Law School Case Brief
Brigance v. Vail Summit Resorts, Inc. - 883 F.3d 1243 (10th Cir. 2018)
The Colorado Supreme Court has instructed courts to consider the following four factors when determining the enforceability of an exculpatory agreement: (1) the existence of a duty to the public; (2) the nature of the service performed; (3) whether the contract was fairly entered into; and (4) whether the intention of the parties is expressed in clear and unambiguous language. It appears that if an exculpatory agreement satisfies any of the four factors, it must be deemed unenforceable. Although consideration of these factors is generally sufficient to determine the enforceability of exculpatory agreements, the Colorado Supreme Court has clarified that other public policy considerations not necessarily encompassed in the Jones v. Dressel factors may invalidate exculpatory agreements.
During a ski lesson at Keystone Mountain Resort ("Keystone"), plaintiff appellant Dr. Teresa Brigance's ski boot became wedged between the ground and the chairlift. She was unable to unload but the chairlift kept moving, which caused her femur to fracture. Dr. Brigance filed suit against defendant appellee Vail Summit Resorts, Inc. ("VSRI"), raising claims of (1) negligence, (2) negligence per se, (3) negligent supervision and training, (4) negligence (respondeat superior), (5) negligent hiring, and (6) violation of the Colorado Premises Liability Act (the "PLA"), Colo. Rev. Stat. § 13-21-115. The district court dismissed Dr. Brigance's negligence and negligence per se claims at the motion to dismiss stage. After discovery, the district court granted VSRI's motion for summary judgment on the remaining claims, concluding the waiver Dr. Brigance signed before participating in her ski lesson, as well as the waiver contained on the back of her lift ticket, are enforceable and bar her claims against VSRI.
Did any of the factors for determining the enforceability of an exculpatory agreement preclude the enforcement of a Ski School Waiver or Lift Ticket Waiver?

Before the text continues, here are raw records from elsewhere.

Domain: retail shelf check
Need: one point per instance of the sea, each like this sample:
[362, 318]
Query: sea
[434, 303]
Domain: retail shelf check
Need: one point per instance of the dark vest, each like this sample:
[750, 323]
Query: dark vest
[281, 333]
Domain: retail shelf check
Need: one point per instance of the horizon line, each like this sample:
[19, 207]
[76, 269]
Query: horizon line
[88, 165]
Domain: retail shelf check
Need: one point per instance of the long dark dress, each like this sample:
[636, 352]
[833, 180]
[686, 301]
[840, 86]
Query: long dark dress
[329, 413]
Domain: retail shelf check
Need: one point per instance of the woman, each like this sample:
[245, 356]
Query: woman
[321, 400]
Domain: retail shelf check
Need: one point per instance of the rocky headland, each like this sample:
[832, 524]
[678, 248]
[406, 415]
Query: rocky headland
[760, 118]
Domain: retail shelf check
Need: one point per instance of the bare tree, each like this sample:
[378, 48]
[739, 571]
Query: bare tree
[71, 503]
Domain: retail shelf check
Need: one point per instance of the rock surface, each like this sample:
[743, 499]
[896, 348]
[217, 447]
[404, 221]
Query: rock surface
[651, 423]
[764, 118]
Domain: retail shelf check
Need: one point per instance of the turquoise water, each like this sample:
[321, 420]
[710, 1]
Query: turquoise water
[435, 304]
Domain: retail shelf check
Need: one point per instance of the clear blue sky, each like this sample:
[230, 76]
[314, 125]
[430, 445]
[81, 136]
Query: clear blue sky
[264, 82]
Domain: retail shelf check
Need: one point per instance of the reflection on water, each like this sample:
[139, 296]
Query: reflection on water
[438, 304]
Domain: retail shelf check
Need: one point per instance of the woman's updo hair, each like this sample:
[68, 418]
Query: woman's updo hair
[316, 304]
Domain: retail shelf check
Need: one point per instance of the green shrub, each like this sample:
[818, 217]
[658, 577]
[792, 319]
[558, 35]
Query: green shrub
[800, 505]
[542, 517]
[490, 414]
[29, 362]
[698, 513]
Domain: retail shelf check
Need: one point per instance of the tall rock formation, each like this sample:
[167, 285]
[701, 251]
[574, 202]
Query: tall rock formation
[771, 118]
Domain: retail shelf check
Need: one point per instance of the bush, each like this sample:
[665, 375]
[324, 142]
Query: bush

The United States Court of Appeals for the Tenth Circuit affirmed the district court's grant of summary judgment in favor of VSRI and the partial grant of the VSRI's motion to dismiss. The Court examined each of the Jones v. Dressel factors for determining the enforceability of an exculpatory agreement. It led to the conclusion that none of them precluded enforcement of a Ski School Waiver or Lift Ticket Waiver. The factors included the existence of a duty to the public, the nature of the service performed, whether the contract was fairly entered into, and whether the intention of the parties was expressed in clear and unambiguous language. The Court held that the district court properly determined that the provisions of the Colorado Ski Safety Act of 1979 and the Passenger Tramway Safety Act had no effect on the enforceability of defendant ski resort's waivers. Colorado law had long permitted parties to contract away negligence claims in the recreational context. The Court further explained that although analysis of the Jones factors is often sufficient to determine the validity of an exculpatory agreement, the Colorado Supreme Court has identified other public policy considerations invalidating exculpatory agreements, without regard to the Jones factors. The Court held that Colorado's relatively permissive public policy toward recreational releases is one that means some losses go uncompensated. The Court concluded that Dr. Brigance's claims were barred by the waivers.